We also have the concretion of alliances between various forms of work in the Cuban technological sector, in tourism and in services. Throughout the country, the state gas stations that sell fuel paid in Cuban pesos (CUP), the state stores of products sold in freely convertible currency and the cafeterias and stores leased by MSMEs that sell to motorists and passengers coexist.
In the words of researcher Ileana Díaz, “socialism is not at odds with the mixed economy, that is, the existence of different forms of ownership. It is pertinent that, instead of marginalizing them, they be involved in the construction of socialism, that the articulation with state forms be encouraged. Non-state actors today contribute to the economic and social sustainability of our socialism, but it is the state sector that must be strengthened to lead it.”

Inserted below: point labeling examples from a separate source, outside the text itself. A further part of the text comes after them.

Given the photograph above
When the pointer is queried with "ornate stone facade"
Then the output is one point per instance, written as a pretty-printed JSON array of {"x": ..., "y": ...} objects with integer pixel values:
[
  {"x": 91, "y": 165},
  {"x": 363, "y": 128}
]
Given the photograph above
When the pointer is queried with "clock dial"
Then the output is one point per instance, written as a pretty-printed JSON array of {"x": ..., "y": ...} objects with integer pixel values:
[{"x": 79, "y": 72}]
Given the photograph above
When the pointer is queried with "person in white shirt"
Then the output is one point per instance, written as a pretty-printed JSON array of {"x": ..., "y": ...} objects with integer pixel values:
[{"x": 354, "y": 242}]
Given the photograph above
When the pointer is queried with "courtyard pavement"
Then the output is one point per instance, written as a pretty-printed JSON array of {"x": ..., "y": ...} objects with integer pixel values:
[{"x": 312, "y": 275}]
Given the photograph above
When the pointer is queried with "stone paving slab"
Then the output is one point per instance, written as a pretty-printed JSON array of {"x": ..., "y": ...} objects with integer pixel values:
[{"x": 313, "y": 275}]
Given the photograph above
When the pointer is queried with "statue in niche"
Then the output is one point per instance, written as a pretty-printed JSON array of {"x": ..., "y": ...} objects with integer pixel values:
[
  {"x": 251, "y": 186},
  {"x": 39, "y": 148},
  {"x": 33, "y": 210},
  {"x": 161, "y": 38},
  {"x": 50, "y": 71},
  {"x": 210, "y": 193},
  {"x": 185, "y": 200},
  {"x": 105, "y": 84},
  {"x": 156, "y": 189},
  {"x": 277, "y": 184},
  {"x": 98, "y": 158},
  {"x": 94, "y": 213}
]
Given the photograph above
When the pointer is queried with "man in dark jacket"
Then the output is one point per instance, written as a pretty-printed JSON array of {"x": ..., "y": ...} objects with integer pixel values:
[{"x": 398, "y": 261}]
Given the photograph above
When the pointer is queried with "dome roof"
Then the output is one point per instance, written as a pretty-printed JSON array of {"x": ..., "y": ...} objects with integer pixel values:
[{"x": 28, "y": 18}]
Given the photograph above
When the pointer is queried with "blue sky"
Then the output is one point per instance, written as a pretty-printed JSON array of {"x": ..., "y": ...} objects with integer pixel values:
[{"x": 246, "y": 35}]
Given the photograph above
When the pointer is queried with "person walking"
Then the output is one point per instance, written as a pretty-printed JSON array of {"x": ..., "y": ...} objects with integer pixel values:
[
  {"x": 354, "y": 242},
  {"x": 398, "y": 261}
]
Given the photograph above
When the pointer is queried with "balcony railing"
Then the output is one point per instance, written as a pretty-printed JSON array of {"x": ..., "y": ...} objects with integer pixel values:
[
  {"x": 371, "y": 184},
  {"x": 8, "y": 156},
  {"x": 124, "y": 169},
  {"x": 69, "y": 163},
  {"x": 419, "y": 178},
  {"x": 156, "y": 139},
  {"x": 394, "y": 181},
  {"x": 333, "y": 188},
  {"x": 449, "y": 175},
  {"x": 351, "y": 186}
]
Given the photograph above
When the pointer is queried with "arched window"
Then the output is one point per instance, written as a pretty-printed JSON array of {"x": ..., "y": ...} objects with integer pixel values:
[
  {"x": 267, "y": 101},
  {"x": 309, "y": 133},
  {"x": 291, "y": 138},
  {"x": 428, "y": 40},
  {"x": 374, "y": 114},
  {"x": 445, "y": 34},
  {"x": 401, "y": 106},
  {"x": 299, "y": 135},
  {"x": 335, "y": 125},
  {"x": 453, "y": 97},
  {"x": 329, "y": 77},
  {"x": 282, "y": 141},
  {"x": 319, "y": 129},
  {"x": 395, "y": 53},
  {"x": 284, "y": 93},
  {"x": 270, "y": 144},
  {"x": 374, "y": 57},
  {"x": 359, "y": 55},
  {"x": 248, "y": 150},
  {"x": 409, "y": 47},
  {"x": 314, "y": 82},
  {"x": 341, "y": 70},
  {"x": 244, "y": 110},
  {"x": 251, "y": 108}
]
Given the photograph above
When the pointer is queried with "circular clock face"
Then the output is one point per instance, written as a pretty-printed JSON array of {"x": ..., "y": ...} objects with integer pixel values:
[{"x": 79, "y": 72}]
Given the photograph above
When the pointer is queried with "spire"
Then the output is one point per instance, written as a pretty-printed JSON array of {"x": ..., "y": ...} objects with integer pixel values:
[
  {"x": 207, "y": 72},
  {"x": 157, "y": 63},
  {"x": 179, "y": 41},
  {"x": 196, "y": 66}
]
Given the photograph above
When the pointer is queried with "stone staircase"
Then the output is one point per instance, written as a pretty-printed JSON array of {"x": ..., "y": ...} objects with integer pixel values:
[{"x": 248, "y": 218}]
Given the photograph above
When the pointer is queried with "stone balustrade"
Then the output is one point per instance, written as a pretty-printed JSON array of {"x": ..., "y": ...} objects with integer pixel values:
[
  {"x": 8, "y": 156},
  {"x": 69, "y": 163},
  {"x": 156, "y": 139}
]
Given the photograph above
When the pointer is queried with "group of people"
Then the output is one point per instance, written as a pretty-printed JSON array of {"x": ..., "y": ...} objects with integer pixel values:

The social and solidarity economy serves as a motor for local development, by articulating the different forms of ownership, communities and knowledge workers such as universities and Municipal University Centers, under the strategic leadership of the local government.

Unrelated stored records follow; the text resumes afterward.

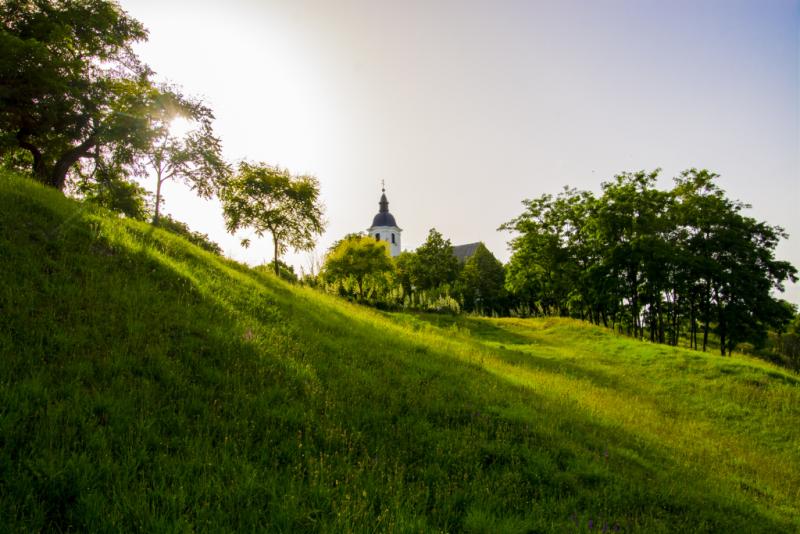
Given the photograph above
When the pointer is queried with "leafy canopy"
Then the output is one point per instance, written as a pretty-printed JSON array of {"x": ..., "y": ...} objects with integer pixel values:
[
  {"x": 269, "y": 199},
  {"x": 70, "y": 83},
  {"x": 359, "y": 258}
]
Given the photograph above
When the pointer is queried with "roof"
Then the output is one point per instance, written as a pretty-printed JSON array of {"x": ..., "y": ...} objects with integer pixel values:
[
  {"x": 464, "y": 252},
  {"x": 384, "y": 218}
]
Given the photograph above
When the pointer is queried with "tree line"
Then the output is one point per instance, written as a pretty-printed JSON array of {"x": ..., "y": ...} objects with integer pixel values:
[
  {"x": 655, "y": 264},
  {"x": 80, "y": 112},
  {"x": 430, "y": 278}
]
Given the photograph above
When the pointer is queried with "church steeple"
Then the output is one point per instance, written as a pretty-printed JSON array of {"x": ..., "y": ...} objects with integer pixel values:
[
  {"x": 384, "y": 203},
  {"x": 384, "y": 227}
]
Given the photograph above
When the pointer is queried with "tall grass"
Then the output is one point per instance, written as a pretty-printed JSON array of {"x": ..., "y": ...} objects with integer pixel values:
[{"x": 146, "y": 384}]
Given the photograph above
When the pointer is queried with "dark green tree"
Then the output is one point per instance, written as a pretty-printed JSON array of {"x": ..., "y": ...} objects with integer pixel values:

Many of the social and solidarity economy entities are rooted in their communities, where they play an essential role in sustainable development and local governance. It makes it possible to make better use of resources, increase exports, reduce imports, restore the environment, increase local resilience and territorial identity. The social and solidarity entities were pioneers in promoting the circular economy by moving from productions with large emissions and waste, to systems that use their residuals and resources in a more efficient and sustainable way, while saving natural resources and protecting the ecosystem.
We need to promote social and environmental responsibility if we want the ideology of capitalism not to be reproduced in the private and cooperative sector. We need to strengthen and democratize the socialist enterprise; promote genuine cooperatives, civil society associations and budgeted institutions such as universities; promote the scientific and technical development of all forms of ownership; and promote alliances to carry out inclusive local development projects.
Many of these tools were originally developed, in one form or another, in capitalist countries and market economies. Instruments inherited from capitalism, but not incompatible with socialism. Adopting and adapting them to the Cuban model is a challenge to Cuban innovation and creativity and a contribution to the construction of a sustainable, democratic and solidarity socialism.